I walked away from the television a few nights ago and on my way back the hair rose on my forearms and neck. What caused this? The end of a commercial for the new version of the horror film “Halloween”. It wasn’t anything but the date of the release on the screen. What caused my response was the simple theme from the original movie playing for the last five or ten seconds. Just hearing the simple piano theme elicited the suspense response. As I sat back down I began to think back and realize there are three other examples where the music does as much of the work as the villain.
Music is the unsung character in a horror movie. When the low sounds of cellos and violins begin to gain some momentum, we lean forward in anticipation. It has become a staple to let the music build the tension as the generally stupid person is about to meet a grisly end. I mention the strings because the first iconic theme has become synonymous with stabbing someone.

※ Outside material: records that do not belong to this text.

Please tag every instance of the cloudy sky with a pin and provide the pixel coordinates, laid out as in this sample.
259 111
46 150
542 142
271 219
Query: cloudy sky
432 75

If someone starts going, “eee, eee, eee, eee” while stabbing at you with an empty fist they are using a musical shorthand from Alfred Hitchcock’s 1960 movie “Psycho”. When the killer of the movie stabs Janet Leigh’s character multiple times through a shower curtain the high-pitched strings are timed to each downward stroke. Even 58 years past its release it is part of our culture.
The same is true of the “da dum, da dum, da dum” when people do that it means there is something stalking you. On screen director Steven Spielberg was able to use composer John Williams’ simple two note refrain in the 1975 movie “Jaws” as a stand-in for their malfunctioning robotic shark. The audience knew there was something under the water and Mr. Williams had just the right audio set-up for allowing us to know someone was about to be eaten.
Three years earlier director William Friedkin took an avant-garde musical piece by Mike Oldfield and turned it into the theme of the devil in “The Exorcist”. Mr. Oldfield had made a long-form musical composition called “Tubular Bells”. After notes from the movie studio that they wanted a softer musical score Mr. Friedkin found this haunting simple piano melody that made up the first movement of the longer “Tubular Bells”. It is the simplicity of the piano which sends chills up your spine and makes you turn the lights on.
Which brings me back to where we started. In 1978 when director writer John Carpenter was making “Halloween” he didn’t have enough money or time to use a traditional score. So, he sat down at a piano himself and came up with the simple progression played in a sped-up 5/4 time. In three days, he completely composed all the music. “Halloween” would set the stage for the slasher genre of horror movies to come.
That all four of these movies are considered some of the best horror movies ever might have something to do with the music.